I also ignored the two-person rule. This was partly to do with reality - there weren't two of me, and if you think transferring somebody on your own is heavy going all I can say is try changing the bed on your own with the person still in it - but also because of at least two occasions when the frankly dangerous actions of professional aides, trained and qualified, made me insist they stop what they were doing immediately (I very rarely challenged our HCAs, or felt the need to). One of them would have had the hoist tip over - she was yanking on it to get it over a bed cable - and the other hadn't got the sling straight and my mother's torso was heading for a 45 degree angle to the right. I consulted the government's Health and Safety Executive's reports on the use of hoists in care settings to check what the main causes of serious accidents were so that I'd know what to be neurotic about. And although these reports are in Civil Service speak and therefore don't call anyone a moron, when you dig down accidents are caused by people not paying attention, not using the equipment properly and in one case having the spatial intelligence of a woodlouse.
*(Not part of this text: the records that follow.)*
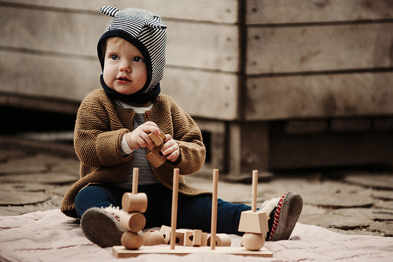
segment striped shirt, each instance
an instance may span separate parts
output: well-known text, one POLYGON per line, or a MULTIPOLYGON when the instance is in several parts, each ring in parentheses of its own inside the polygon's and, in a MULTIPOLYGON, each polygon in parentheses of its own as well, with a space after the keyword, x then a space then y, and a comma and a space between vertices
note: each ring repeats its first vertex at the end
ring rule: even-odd
MULTIPOLYGON (((133 130, 144 123, 145 111, 150 110, 151 109, 151 107, 153 107, 153 105, 152 105, 148 107, 137 107, 132 106, 117 100, 114 100, 114 103, 119 106, 132 108, 135 111, 135 115, 134 117, 134 121, 133 121, 133 130)), ((122 147, 120 147, 120 149, 121 149, 121 154, 123 156, 126 156, 127 155, 127 154, 125 152, 125 151, 127 151, 127 149, 128 150, 130 150, 129 148, 128 149, 124 149, 122 148, 122 147)), ((131 154, 131 153, 129 154, 131 154)), ((138 184, 148 184, 159 183, 160 182, 153 173, 153 170, 151 169, 151 165, 150 165, 150 162, 145 157, 146 154, 145 148, 140 147, 138 149, 135 149, 134 150, 134 158, 133 158, 132 166, 131 169, 121 182, 118 183, 115 183, 113 184, 113 185, 121 188, 130 189, 131 190, 132 188, 133 169, 134 167, 138 167, 139 169, 139 172, 138 172, 138 184)))

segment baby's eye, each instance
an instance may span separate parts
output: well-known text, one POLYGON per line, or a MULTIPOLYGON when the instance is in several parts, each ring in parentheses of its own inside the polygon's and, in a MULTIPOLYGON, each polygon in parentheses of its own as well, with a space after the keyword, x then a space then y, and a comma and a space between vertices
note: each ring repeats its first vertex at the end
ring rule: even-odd
POLYGON ((112 60, 117 60, 119 59, 119 57, 116 55, 115 54, 112 54, 111 55, 111 59, 112 60))
POLYGON ((135 57, 134 57, 133 61, 134 61, 135 62, 143 62, 144 60, 142 57, 140 56, 136 56, 135 57))

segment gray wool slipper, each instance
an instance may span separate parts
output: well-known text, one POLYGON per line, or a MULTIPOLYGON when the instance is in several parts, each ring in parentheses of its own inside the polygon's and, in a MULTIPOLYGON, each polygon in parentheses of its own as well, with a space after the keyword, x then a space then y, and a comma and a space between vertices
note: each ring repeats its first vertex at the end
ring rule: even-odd
POLYGON ((278 241, 289 239, 303 207, 303 199, 300 195, 294 192, 285 193, 280 198, 277 208, 270 214, 269 220, 273 220, 271 221, 273 224, 268 240, 278 241))
POLYGON ((84 236, 90 241, 101 247, 121 245, 121 235, 126 230, 120 225, 116 219, 117 208, 112 207, 88 209, 81 219, 81 227, 84 236), (111 209, 114 211, 108 210, 111 209))

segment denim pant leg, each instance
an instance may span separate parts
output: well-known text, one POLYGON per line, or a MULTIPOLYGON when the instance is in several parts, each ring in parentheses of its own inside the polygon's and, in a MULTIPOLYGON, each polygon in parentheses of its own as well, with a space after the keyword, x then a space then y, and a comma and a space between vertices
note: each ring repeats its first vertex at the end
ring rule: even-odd
MULTIPOLYGON (((185 196, 179 194, 177 213, 177 227, 200 229, 210 232, 211 227, 212 196, 204 194, 185 196)), ((219 199, 217 203, 217 233, 242 236, 237 229, 243 211, 251 207, 244 204, 233 204, 219 199)))
POLYGON ((84 213, 91 208, 121 207, 121 198, 125 190, 107 185, 89 185, 85 187, 75 198, 75 210, 80 219, 84 213))

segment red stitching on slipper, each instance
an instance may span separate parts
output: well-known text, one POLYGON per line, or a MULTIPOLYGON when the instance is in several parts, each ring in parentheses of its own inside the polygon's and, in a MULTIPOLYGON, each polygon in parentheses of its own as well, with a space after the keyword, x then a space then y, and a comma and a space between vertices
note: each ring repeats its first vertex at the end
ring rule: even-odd
POLYGON ((270 241, 274 236, 274 233, 276 233, 276 230, 277 229, 277 226, 279 225, 279 221, 280 220, 280 215, 281 214, 281 207, 282 206, 282 202, 284 201, 284 198, 286 195, 286 193, 284 194, 284 195, 281 197, 279 203, 277 205, 277 209, 276 210, 276 212, 274 213, 274 221, 273 222, 273 225, 272 227, 272 230, 270 231, 270 235, 269 236, 269 240, 270 241))

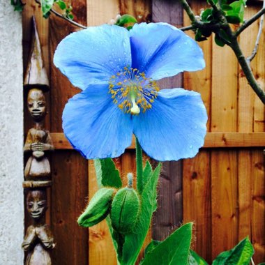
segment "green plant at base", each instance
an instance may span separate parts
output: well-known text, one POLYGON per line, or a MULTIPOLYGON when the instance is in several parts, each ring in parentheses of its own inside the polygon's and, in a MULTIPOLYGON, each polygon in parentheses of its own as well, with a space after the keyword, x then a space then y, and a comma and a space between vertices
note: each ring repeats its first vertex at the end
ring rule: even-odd
POLYGON ((139 197, 131 185, 119 190, 112 204, 110 219, 112 227, 122 234, 131 233, 137 220, 139 211, 139 197))
POLYGON ((78 225, 84 227, 90 227, 104 220, 109 213, 114 194, 113 188, 99 189, 84 213, 79 217, 78 225))

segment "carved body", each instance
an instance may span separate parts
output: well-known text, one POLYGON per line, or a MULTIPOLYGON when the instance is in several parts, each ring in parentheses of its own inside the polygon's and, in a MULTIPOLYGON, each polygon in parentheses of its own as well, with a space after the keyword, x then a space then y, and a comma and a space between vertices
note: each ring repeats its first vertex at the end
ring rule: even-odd
POLYGON ((24 147, 25 151, 32 151, 24 170, 26 179, 49 176, 51 173, 50 162, 45 151, 53 149, 48 130, 32 128, 29 130, 24 147))
POLYGON ((22 243, 24 250, 29 251, 26 265, 51 265, 49 250, 54 245, 48 225, 29 226, 22 243))

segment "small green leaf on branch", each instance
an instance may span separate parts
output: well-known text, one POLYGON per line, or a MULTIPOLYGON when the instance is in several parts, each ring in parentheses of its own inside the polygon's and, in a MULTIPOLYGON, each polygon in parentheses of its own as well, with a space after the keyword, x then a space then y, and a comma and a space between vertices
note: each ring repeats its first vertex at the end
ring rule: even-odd
POLYGON ((187 264, 190 253, 192 223, 176 229, 152 251, 147 253, 141 265, 187 264))
POLYGON ((253 254, 253 247, 248 238, 246 237, 232 250, 220 254, 213 261, 213 265, 248 265, 253 254))
POLYGON ((46 15, 52 9, 54 4, 54 0, 41 0, 41 10, 43 16, 46 15))

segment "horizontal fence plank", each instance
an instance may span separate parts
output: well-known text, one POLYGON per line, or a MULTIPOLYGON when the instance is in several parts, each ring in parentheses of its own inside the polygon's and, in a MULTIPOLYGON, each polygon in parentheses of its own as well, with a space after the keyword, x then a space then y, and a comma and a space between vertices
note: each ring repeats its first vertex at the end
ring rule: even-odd
MULTIPOLYGON (((73 149, 62 132, 52 132, 55 149, 73 149)), ((207 132, 203 148, 265 147, 265 132, 207 132)), ((128 148, 135 148, 135 139, 128 148)))

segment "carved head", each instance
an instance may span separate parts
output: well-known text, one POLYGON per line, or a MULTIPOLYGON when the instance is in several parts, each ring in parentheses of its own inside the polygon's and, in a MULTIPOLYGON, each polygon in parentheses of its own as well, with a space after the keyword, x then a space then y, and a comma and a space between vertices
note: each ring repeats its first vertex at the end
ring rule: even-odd
POLYGON ((47 197, 44 190, 29 190, 26 196, 26 209, 29 215, 38 220, 47 210, 47 197))
POLYGON ((36 122, 41 121, 46 114, 46 100, 43 92, 39 89, 32 89, 28 94, 28 109, 36 122))

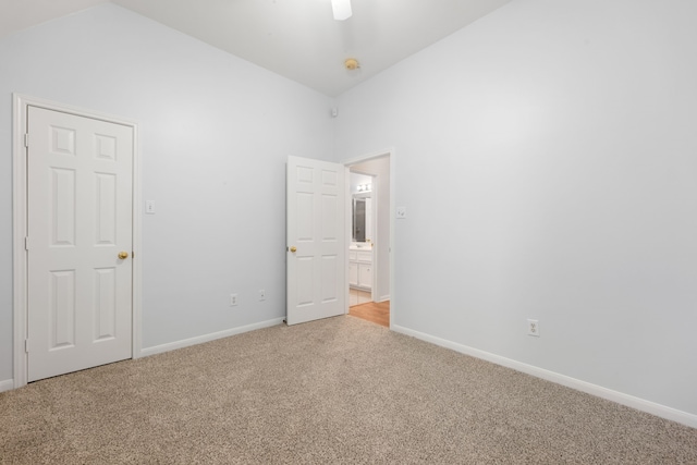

I suspect, too, that quite a lot of the inattention comes from pairs of aides chatting to each other instead of concentrating on what they're doing.

With practice you should get good at it, like a choreographed routine. What matters though is whether your mother is aware of continence issues or not. If she is at all concerned by it and is willing to persist with transferring, then the benefits to her sense of self, skin integrity, infection prevention and just simple hygiene make it worth the effort.